I found one of the most interesting deposits I visited was the El Tesoro exotic copper system in that the mineralized fanglomerates bore a striking similarity to “continental red bed-type” copper mineralizations in Carboniferous sandstones of southern New Brunswick. The Cu ± Pb ± Zn ± Ag base-metal sulphide mineralizations seen in southern New Brunswick’s Carboniferous rocks is represented by over 30 major and minor occurrences, and is associated with carbonized plant material or diagenetic pyrite within grey, fluvial sandstone bodies above thick red bed and/or evaporate sequences. However, El Tesoro contained a more diverse mineralogy in that the ore minerals are comprised of malachite [Cu(CO3)(OH)2], azurite [Cu3(CO3)2(OH)2], atacamite, chrysocola, copper wad, and copper pitch as opposed to the New Brunswick mineralizations, which are comprised predominantly of malachite and azurite.

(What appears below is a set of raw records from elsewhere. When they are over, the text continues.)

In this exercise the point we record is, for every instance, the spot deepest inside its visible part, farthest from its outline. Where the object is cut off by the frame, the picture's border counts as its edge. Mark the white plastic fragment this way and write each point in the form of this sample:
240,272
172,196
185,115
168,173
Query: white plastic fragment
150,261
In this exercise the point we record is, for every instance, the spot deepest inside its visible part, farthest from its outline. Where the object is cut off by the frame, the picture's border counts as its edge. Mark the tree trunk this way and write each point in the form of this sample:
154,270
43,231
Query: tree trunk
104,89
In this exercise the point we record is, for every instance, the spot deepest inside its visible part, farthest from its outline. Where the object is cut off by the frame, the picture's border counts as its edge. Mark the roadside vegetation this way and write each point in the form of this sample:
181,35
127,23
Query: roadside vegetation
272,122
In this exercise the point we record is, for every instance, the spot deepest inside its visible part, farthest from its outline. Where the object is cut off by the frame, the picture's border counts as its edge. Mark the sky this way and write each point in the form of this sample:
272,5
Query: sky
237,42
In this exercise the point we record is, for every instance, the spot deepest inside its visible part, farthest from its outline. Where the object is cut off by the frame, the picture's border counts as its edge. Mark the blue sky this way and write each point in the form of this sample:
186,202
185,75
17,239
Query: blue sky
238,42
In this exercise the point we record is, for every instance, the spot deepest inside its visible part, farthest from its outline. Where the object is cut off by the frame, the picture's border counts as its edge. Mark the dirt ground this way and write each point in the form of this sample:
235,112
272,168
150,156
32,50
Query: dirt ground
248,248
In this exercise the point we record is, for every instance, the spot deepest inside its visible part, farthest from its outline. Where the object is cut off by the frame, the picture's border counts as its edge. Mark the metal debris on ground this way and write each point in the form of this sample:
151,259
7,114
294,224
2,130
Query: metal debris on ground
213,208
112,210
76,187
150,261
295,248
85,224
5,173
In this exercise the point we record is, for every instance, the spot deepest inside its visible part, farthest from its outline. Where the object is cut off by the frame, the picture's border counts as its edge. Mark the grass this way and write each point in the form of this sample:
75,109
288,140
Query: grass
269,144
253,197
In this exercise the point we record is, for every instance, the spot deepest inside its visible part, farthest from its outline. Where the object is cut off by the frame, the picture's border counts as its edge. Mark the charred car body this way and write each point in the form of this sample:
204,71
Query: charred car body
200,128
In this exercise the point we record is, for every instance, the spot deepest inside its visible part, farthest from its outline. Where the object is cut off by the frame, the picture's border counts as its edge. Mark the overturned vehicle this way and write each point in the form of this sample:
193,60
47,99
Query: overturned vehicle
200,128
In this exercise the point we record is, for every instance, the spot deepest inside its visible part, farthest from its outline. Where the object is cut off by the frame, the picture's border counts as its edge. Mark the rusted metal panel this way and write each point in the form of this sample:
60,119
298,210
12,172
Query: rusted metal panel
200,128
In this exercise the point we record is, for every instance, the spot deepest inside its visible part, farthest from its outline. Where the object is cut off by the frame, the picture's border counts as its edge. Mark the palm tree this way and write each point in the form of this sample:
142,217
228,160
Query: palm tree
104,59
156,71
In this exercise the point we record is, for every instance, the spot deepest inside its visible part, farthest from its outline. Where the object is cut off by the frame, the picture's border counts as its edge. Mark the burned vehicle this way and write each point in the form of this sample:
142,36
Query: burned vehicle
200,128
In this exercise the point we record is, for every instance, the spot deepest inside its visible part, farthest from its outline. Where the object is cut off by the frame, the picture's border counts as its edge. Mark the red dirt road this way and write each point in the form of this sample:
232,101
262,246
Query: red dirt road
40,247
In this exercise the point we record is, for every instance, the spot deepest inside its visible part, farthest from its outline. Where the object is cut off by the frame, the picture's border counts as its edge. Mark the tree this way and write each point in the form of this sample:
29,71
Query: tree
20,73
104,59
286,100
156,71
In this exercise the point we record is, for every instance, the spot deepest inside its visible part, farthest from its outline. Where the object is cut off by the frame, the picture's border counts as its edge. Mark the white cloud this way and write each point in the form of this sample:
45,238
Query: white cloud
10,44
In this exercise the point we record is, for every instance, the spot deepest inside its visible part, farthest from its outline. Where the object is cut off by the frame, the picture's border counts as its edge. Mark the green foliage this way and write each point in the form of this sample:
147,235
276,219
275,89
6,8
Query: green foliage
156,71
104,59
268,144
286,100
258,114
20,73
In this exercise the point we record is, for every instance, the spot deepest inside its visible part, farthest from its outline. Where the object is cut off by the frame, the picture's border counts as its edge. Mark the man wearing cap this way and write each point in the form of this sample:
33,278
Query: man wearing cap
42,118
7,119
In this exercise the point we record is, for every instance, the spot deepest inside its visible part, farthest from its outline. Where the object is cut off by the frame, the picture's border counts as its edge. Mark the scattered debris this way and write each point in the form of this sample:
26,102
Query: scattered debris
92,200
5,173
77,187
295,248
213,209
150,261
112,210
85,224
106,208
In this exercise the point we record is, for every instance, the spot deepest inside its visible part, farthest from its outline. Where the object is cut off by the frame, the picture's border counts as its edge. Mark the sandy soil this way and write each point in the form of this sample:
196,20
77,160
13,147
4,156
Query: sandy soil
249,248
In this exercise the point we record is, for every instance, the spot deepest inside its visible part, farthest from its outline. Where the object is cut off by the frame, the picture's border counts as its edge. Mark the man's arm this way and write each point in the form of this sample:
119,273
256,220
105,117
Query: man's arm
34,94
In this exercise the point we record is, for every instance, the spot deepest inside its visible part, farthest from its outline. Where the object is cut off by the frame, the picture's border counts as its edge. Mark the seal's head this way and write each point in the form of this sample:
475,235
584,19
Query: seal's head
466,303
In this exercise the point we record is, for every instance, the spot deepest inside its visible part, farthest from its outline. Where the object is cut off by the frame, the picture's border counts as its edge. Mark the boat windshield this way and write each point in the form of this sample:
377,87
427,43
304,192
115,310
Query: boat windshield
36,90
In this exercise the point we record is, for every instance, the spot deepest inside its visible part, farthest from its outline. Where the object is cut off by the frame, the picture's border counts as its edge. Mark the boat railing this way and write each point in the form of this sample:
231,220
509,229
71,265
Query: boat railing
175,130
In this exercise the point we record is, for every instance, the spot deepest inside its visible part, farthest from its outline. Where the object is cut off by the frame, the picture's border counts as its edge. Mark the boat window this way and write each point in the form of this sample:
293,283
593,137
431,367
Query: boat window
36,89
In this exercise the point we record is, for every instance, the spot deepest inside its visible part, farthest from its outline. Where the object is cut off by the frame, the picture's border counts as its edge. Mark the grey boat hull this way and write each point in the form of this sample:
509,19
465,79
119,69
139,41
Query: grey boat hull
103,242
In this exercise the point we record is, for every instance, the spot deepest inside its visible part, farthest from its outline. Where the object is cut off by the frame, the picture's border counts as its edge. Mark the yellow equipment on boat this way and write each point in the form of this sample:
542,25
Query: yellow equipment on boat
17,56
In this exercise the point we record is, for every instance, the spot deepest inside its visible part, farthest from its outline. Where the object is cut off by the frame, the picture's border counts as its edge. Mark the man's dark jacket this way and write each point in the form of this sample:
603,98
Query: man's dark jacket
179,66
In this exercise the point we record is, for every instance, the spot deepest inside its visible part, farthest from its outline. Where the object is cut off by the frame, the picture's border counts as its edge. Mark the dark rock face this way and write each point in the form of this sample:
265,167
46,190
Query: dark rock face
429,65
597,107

By the time I had to leave I had been completely overwhelmed, not only by the shear abundance of potential there is in northern Chile for porphyry Cu-Mo exploration, but also by the amazing technology they use to find and mine these largescale deposits. For example, at the Spence mine, they performed grid drilling through piedmont gravels of Miocene age and identified a 1,000 ppb Cu anomaly above the deposit by sampling the groundwater from 25 drill holes. After further drilling and sampling, it took the Spence mine approximately six months to construct an open pit and begin economical mining operations via the use of modern mining technology.
After this experience I can’t help but feel that my intrinsic interest in geology has been magnified significantly, and that every graduate student should have the opportunity to get out in the world and see first hand how large-scale mining operations function in foreign countries. The experience has also shown how it is important for graduate students in geology to get out and explore deposits in far-off parts of the world so that they can broaden their scope of where they might base themselves in the future, and learn about how mining regulations vary from country to country. This opportunity was without a doubt one of the most positive experiences of my entire life, and has left me with a love for Chilean culture, a broadened mind in terms of international employment, and a great feeling of gratitude towards the industry and professional sponsors who provided the funding to make it all possible.